The infantry were not the only ones to be traumatized. Landing on the Fox Green sector of the beach, one tank commander, a sergeant, suffered a nervous breakdown and ordered the crew to abandon the tank. A private took command. The sergeant disappeared into a foxhole and cowered there the whole day. A major later asked the private why he had not shot him. Another Sherman, hit on landing and immobilized, continued to fire at targets until the rising tide forced the crew to abandon the tank. German artillery concentrated its fire on the Shermans, especially tanks with dozer blades. No fewer than twenty-one of the 743rd Tank Battalion’s fifty-one Shermans were knocked out. Those tanks that ran out of ammunition moved up and down the beach in relays to give shelter to infantrymen crossing the killing ground. ‘What saved us were the tanks,’ a private in the 1st Division acknowledged.

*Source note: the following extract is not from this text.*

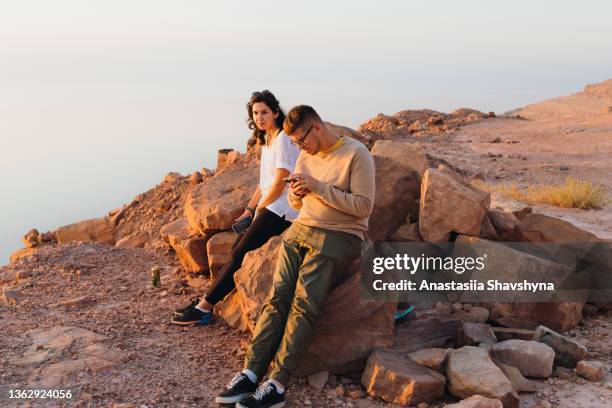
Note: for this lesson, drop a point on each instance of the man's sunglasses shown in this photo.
(300, 143)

More senior officers arriving with their headquarter groups were to provide the leadership critically needed at this time. Much of the chaos, as the V Corps report later put it, came from landing craft coming in at the wrong place and breaking up units as a result. Some sectors of the beach ‘were crowded, others not occupied’. The command group of the 116th Infantry under Colonel Charles Canham and Brigadier General Norman D. Cota, the deputy commander of the 29th Division, swam and waded ashore on Dog White beach soon after 07.30 hours. They sheltered behind a tank, then ran to the sea wall.

Cota, who had shared Gerow’s doubts about the excessive reliance on the bombardment, was well aware of the potential disaster they faced.